You can’t really blame me if I didn’t have high hopes for the most recent Marilyn Manson disc. I’ve learned the hard way that my loyalty to bands I loved in high school can all too often reap a harvest of shattered expectations (and a lighter wallet–well, a lighter wallet on the part of the band in question’s publicity department) when a new album comes along. I got seriously, seriously burned by the most recent Massive Attack, Korn and Ministry records, though at least the latter two had one good song apiece (“Here to Stay” and “The Light Pours Out of Me” respectively). So when I picked up Manson’s The Golden Age of Grotesque I ripped it to my iPod, gave its first four tracks a perfunctory listen and gave up.
Silly rabbit. Inspired indirectly by my wife, whose encouraging words often prompt me to revisit albums I’ve written off (though she’d shudder to find out she’d in some way encouraged me to listen to more Marilyn Manson than I otherwise would), I decided to give the album another shot. Smart move. Grotesque is really quite a record.
The thing about Manson is that each album, for all their superficial (and sometimes not-so-superficial) similarities, function on their own terms. Portrait of an American Family was his tribute to scary kiddie movies, basically; Smells Like Children, mainly a remix EP, continued in the same vein but introduced covers for a shot at airplay; Antichrist Superstar was his real bid for industrialmetal fame; Mechanical Animals was his take on glam; Holy Wood was a synthesis of everything that had come before, particularly its two immediate predecessors. (It was supposed to be the third entry in his “triptych,” a description even I, a great fan of overly ambitious rock projects, found pretty freaking pretentious).
The Golden Age of Grotesque is actually one of Manson’s more original conceits. In the months preceding its release he gave a lot of interviews in which he claimed hip hop was going to be a big influence on the record; for example, he cited with admiration Ludacris’s self-appellation of the title “Ass Valedictorian.” But now that the record’s out we’re hearing and seeing a lot of references to Weimar Germany’s cabarets, a favorite muse of Roxy Music, late-glam Bowie, even the Doors.
What Manson did, as becomes apparent on the record, is draw a parallel between the two scenes so obvious that it’s difficult to see: Both these movements can be summed up in the words “party and bullshit.” The Germans who frittered the nights away while their country slouched toward Bethlehem and the hip hop artists who rap almost exclusively about the size of the rims on their luxury cars while war rages and their fans (and sometimes themselves) are shot in the streets are perhaps the two purest exponents of style-over-substance that popular art has seen in the last hundred years.

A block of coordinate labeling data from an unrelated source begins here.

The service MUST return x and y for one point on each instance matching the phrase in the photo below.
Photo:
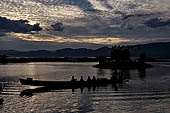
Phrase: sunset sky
(56, 24)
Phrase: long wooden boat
(65, 84)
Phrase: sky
(55, 24)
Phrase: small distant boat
(65, 84)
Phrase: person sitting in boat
(94, 79)
(73, 79)
(81, 79)
(89, 80)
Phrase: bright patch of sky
(103, 22)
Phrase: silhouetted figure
(88, 79)
(81, 79)
(1, 100)
(94, 79)
(73, 83)
(73, 79)
(89, 83)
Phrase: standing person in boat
(73, 79)
(73, 85)
(82, 83)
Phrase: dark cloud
(58, 26)
(17, 26)
(157, 22)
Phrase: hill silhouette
(160, 49)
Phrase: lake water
(147, 91)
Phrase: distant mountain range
(161, 49)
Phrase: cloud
(157, 22)
(57, 27)
(17, 26)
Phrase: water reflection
(142, 73)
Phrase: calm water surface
(147, 91)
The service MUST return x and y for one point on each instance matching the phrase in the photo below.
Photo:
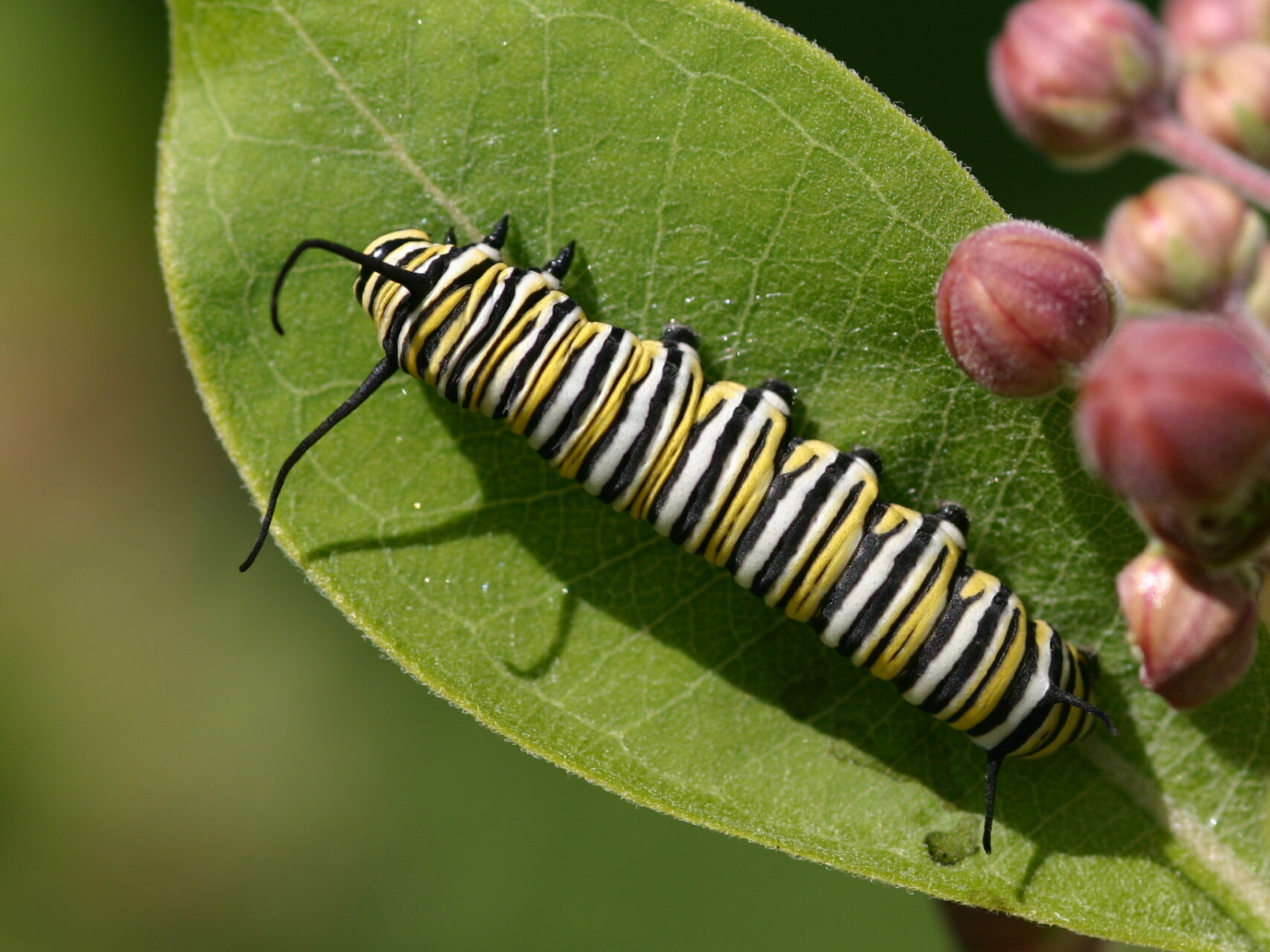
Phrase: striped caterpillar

This fact is, of course, cast into starker relief due to the dire circumstances surrounding these Neroesque figures.
So Manson and his compatriots (who, with the apparently forced departure of longtime bassist, co-writer and best-friend Twiggy Ramirez, are looking increasingly like a remake of Village of the Damned as costumed by Jean-Paul Gaultier) indulge in the slick production, spastic beats, murky bass, tossed-off ball-court insults and cunning wordplay of hip-pop, weave in the glamour, excess, martial overtones and polymorphous perversity of cabaret, and come up with a pretty riveting brand of frightening metal. Highlights include the opening “Thaeter,” which in the grand tradition of creepy Manson album-openers sounds precisely like the tuning-up of the house band in hell; the first real song “This Is the New Shit,” which, surprisingly, is actually true; the final real song, “Vodevil” (pronounced “vaudeville,” you see); and the wonderful title track, which sounds an awful lot like an outtake from the darkest days of Bowie‘s Aladdin Sane or Diamond Dogs period and features the boast “We’re the Low Art Gloominati and we aim to depress.” Believe me, I’d have been depressed if this record wasn’t as good as it was.

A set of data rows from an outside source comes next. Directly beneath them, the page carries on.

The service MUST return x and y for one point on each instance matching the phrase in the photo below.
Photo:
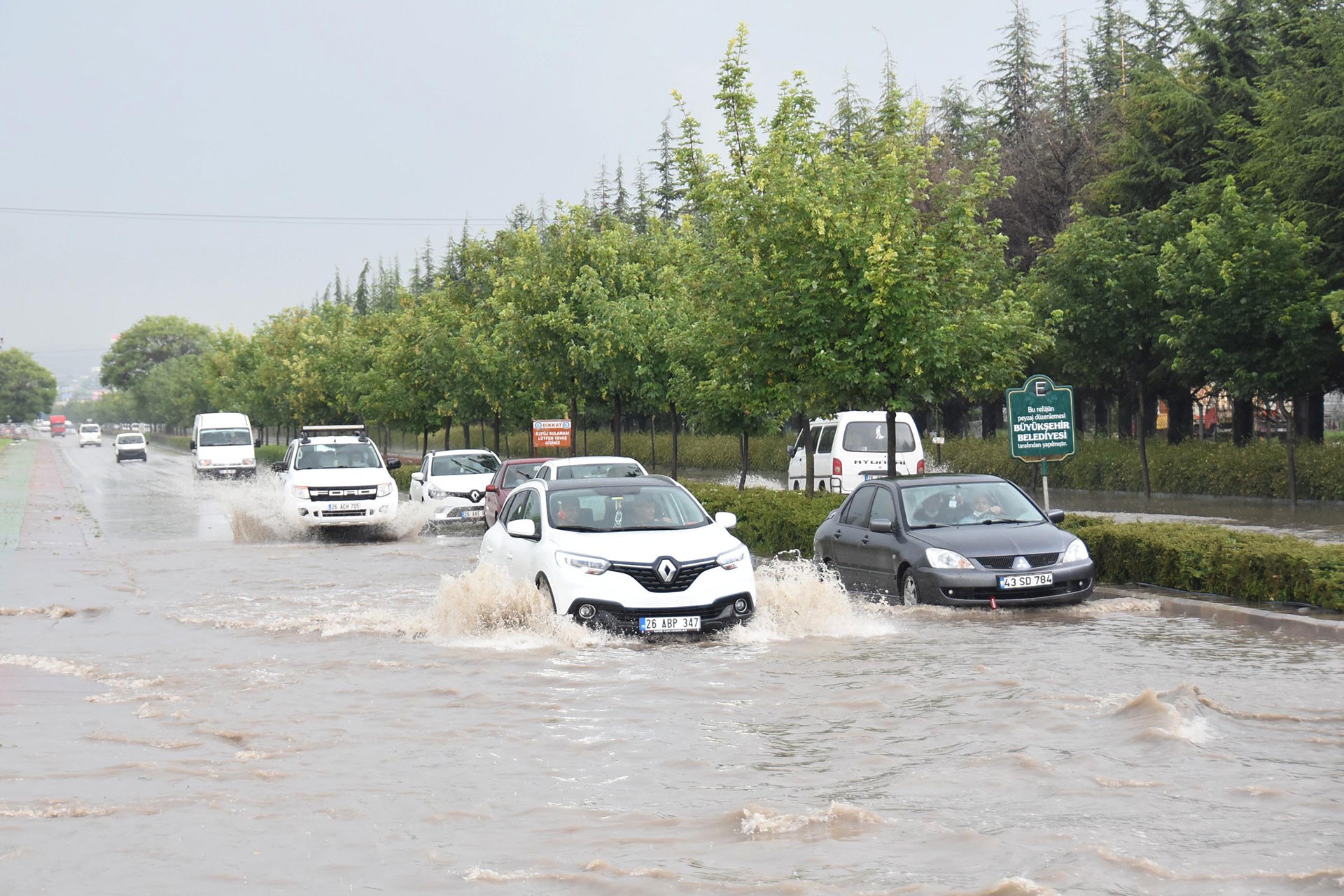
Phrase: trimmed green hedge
(1259, 470)
(1249, 566)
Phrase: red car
(511, 473)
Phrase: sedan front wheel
(909, 589)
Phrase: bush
(1259, 470)
(1249, 566)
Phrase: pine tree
(667, 195)
(622, 200)
(1016, 74)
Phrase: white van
(851, 448)
(223, 445)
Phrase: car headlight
(730, 559)
(593, 566)
(1075, 551)
(944, 559)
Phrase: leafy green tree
(1247, 304)
(27, 388)
(150, 342)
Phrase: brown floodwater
(195, 700)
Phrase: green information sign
(1041, 421)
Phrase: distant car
(131, 447)
(960, 539)
(454, 482)
(589, 468)
(510, 475)
(634, 555)
(334, 476)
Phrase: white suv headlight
(730, 559)
(1075, 551)
(944, 559)
(582, 562)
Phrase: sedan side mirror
(522, 528)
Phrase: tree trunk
(991, 418)
(745, 450)
(1292, 450)
(811, 456)
(1142, 442)
(1101, 410)
(574, 421)
(1243, 422)
(676, 431)
(1180, 415)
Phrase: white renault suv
(335, 476)
(454, 482)
(635, 555)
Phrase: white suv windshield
(336, 457)
(597, 470)
(620, 508)
(463, 465)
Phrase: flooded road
(192, 701)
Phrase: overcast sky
(344, 109)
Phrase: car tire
(545, 587)
(909, 589)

Interestingly, another mercurial artiste came out with an idiosyncratic take on hip-pop right around the same time as Manson. Prince Paul (he of De La Soul and the incomparable Handsome Boy Modeling School) made Politics of the Business as a test to see if, despite his using all the production techniques and cliches of his jiggier peers, he’d still get shunned by radio and video simply by virtue of being Prince Paul. Naturally he uses the cliches a billion times better than anyone else–“Original Chryme Pays” features a verse from one of the Beatnuts about how he’s trained his children to help him shoplift clothing from department stores; how’s that for an original gangsta?–so naturally no one’s playing the record. A cryin’ shame: the Neptunes-worthy hookiness of “Make Room,” the blistering verse from Guru on “Not Tryin’ to Hear That,” and the hysterical wishlist rattled off by Kardinal Offishall on “What I Need” all deserve heavy rotation. (Look for a cameo by Ralph Nader, of sorts… apparently a friend of Paul’s who was slated to DJ at Nader’s MSG rally was asked to bring his own turntables. “He can’t rent turntables and he’s gonna run the country?” Yet another reason for Gore voters to dislike the ol’ spoiler.)